To Protest Unwanted E-Mail, Spam Cop Goes to the Source

By J. D. BIERSDORFERBio

Do you ever find yourself wading through dozens of claims of baldness cures and offers to "Make Money Fast at Home!!!" while looking for E-mail in your In box from people you actually know? Is there any way to fight back against these unwanted spammers, who often hide behind hard-to-trace or false addresses?



Larry Davis for The New York Times
Julian Haight, creator of Spam Cop, a Web site that tracks the origin of unsolicited junk E-mail.
Please meet the Spam Cop. Created by Julian Haight, a 27-year-old computer consultant in Seattle, Spam Cop ( spamcop.net) is a Web site that lets you track spam -- unsolicited junk E-mail sent out in bulk -- back to its source and then complain about it to the proper authorities.

After providing the site with a return E-mail address, you simply paste a junk E-mail message you have received into a form on the site and click on a button. Spam Cop dissects the message's header field to find out where it came from. It then sends a copy of the unwanted mail to the network administrator of the Internet service provider the spammer is using, along with a crisply worded letter of complaint from you about being spammed.

Mr. Haight said that 127,744 such letters from users were sent from the Spam Cop site last month alone. The site also contains a discussion forum about spam, links to spam-fighting resources, a list of known spammers and a well-written Frequently Asked Questions section.

Reporting spam on the Spam Cop site is free. But for $15, you can sign up for a Spam Cop membership that will bring you a set of E-mail filters that can weed out messages sent from known spammers and an electronic newsletter with updates and information about battling spam.

The site may not prevent all spam but may help take a bite out of it. Many Internet providers have a no-spam policy for subscribers, and many will close accounts opened by bulk mailers if they get complaints about spam coming from an address.

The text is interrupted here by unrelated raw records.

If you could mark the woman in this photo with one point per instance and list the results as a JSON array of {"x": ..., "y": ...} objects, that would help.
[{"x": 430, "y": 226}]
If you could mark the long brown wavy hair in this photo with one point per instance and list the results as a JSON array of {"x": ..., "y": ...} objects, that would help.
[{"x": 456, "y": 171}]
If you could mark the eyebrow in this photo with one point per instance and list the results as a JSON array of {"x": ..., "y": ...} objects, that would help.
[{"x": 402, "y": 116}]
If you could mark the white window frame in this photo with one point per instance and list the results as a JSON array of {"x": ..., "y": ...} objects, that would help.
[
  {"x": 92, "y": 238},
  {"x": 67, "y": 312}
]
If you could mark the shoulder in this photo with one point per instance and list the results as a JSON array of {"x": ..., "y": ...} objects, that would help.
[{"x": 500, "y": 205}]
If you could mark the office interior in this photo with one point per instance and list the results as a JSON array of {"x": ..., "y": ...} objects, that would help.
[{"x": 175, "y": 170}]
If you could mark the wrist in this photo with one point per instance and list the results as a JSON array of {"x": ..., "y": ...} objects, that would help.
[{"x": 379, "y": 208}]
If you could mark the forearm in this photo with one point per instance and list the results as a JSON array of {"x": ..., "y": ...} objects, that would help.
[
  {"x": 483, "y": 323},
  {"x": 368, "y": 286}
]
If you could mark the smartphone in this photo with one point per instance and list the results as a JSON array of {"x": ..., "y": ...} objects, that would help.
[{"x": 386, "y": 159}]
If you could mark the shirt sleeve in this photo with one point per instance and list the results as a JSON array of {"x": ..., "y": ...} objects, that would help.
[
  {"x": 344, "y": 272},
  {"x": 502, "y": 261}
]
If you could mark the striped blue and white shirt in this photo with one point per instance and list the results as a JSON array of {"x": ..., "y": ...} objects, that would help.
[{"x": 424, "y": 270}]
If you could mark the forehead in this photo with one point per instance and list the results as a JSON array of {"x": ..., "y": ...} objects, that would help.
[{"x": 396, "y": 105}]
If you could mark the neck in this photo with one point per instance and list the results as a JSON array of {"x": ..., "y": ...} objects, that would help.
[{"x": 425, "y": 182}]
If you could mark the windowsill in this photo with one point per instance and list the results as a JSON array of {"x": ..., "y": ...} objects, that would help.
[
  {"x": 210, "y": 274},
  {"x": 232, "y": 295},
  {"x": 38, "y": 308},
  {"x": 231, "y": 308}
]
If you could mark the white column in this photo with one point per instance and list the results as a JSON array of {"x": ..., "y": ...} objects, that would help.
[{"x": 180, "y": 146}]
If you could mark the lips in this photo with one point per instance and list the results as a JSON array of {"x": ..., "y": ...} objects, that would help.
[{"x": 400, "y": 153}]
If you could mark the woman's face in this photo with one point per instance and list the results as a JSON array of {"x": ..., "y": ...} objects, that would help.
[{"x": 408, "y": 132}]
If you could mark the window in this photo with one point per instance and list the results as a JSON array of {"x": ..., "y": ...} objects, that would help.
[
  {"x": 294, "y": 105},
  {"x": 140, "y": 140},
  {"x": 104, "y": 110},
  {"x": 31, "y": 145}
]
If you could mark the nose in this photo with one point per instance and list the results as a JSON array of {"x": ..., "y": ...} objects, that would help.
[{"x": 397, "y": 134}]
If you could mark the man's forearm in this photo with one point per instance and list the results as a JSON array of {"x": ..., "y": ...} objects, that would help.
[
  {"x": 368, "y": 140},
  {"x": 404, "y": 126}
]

A program automatically unmasks spammers.


Mr. Haight created the Spam Cop site after being told in an on-line discussion that tracing E-mail back across the Internet to its source couldn't be done. "I was reading a newsgroup, the wish list for Netscape, and I suggested that they put a button in the mail client that will let you report spam," he recalled. "I was immediately shot down."

His detractors told him that E-mail couldn't be tracked automatically because of the number of E-mail programs and other variables involved. "So immediately I thought, 'That's not true,' " Mr. Haight said. "I've got to prove them wrong."

He went to work on a program that used a number of networking utilities for the Unix operating system (used by most E-mail servers) to extract information about an E-mail header. He created the first version of the site in just a few weeks.

Spam Cop has been on the beat since September 1998, and Mr. Haight said that the complaint letters had helped close many spammers' E-mail accounts. "A few of the spammers have called me themselves, trying to get me to cease and desist my operation, so I know that something is working," he said. "They're feeling the pain."

Mr. Haight, however, is standing firm against spammers who claim that he's hurting their ability to do business. "They like to threaten," he said. "All my subscribers are individual people who decided to send E-mail, and I just facilitate that."